Looking at the scatter plot in Figure 2, there may be a correlation between total played hours and subscription, but there does not seem to be one between age and subscription. To reach an accurate conclusion, we need many more data points on the graph.

In [None]:
set.seed(100)

players_split <- initial_split(players, prop = 0.75, strata = subscribe)
players_train <- training(players_split)
players_test <- testing(players_split)

players_vfold <- vfold_cv(players_train, v = 5, strata = subscribe)

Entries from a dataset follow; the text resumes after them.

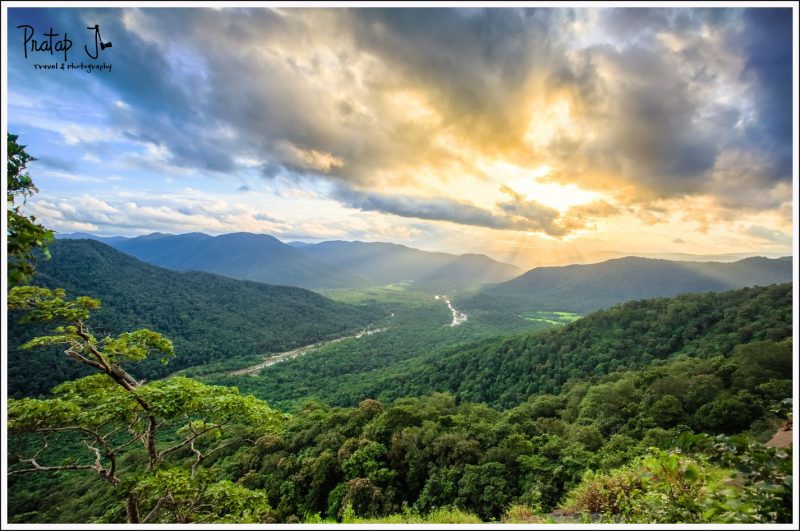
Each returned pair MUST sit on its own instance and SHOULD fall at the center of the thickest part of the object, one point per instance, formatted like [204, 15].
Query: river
[300, 351]
[458, 317]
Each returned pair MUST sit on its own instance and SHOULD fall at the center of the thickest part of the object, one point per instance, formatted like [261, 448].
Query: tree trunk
[132, 508]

players_recipe <- recipe(subscribe ~ Age + played_hours, data = players_train) |>
    step_scale(all_predictors()) |>
    step_center(all_predictors())

players_spec <- nearest_neighbor(weight_func = "rectangular", neighbors = tune()) |>
    set_engine("kknn") |>
    set_mode("classification")

k_vals <- tibble(neighbors = seq(from = 1, to = 100, by = 1))

player_results <- workflow() |>
  add_recipe(players_recipe) |>
  add_model(players_spec) |>
  tune_grid(resamples = players_vfold, grid = k_vals) |>
  collect_metrics()

accuracies <- player_results |>
  filter(.metric == "accuracy")

accuracies


In [None]:
accuracy_vs_k <- ggplot(accuracies, aes(x = neighbors, y = mean)) +
  geom_point() +
  geom_line() +
  labs(x = "Neighbors", y = "Accuracy Estimate", title = " Figure 3. Accuracy Estimates vs. Number of neighbours (K)") +
  theme(text = element_text(size = 20)) 

best_k <- accuracies |>
    slice_max(mean, n = 5)

accuracy_vs_k
best_k

We can see above that the best there are two k values with the same accuracy estimate. Since we already do not have many data points to begin with, to avoid overfitting, we will pick K = 19 to run on our cross-validation and test on the testing set. However, we can see in the table above the graph that K = 19, K = 23, K = 25, and K = 26, all have very similar means (accuracy estimates), and using any one of them would probably yield similar results.

In [None]:
players_best_spec <- nearest_neighbor(weight_func = "rectangular", neighbors = 19) |>
    set_engine("kknn") |>
    set_mode("classification")

player_best_results <- workflow() |>
  add_recipe(players_recipe) |>
  add_model(players_best_spec) |>
  fit(data=players_train)

player_test_predictions <- predict(player_best_results, players_test) |>
  bind_cols(players_test)

player_test_predictions |>
  metrics(truth = subscribe, estimate = .pred_class) |>
  filter(.metric == "accuracy")

## 3.0 Discussion

We have found that the model accurately predicts whether the player is subscribed with approximately 71.43% accuracy. For a dataset like this, it is a reasonable value, but it is too low for one that could have serious consequences if it predicts incorrectly. This accuracy estimate may not be accurate due to the significant difference between the number of subscribers and the number of non-subscribers. The closest points to the point we want to predict are often subscribed rather than unsubscribed, because there are many more subscribed players than non-subscribed players in the dataset. We had expected the classifier to be neither very strong nor very weak, so this is similar to what we expected. We can correctly answer our predictive question if we build the classifier on a larger training set that has roughly equal numbers of each of the possible categories we want to predict. This can absolutely lead to further questions, such as whether other predictors would be more useful than age and total played hours, and whether there is a definite correlation between subscription and any of our predictors.

## 4.0 References

“Pacific Laboratory for Artificial Intelligence.” Pacific Laboratory for Artificial Intelligence, 11 Sept. 2025, plai.cs.ubc.ca/. 

PLAI. “Plaicraft.” PLAICraft, 2025 Pacific Laboratory of Artificial Intelligence, www.plaicraft.ai/. Accessed 6 Dec. 2025. 

“Plaicraft.Ai Launch.” Pacific Laboratory for Artificial Intelligence, 21 Jan. 2025, plai.cs.ubc.ca/2023/09/27/plaicraft/.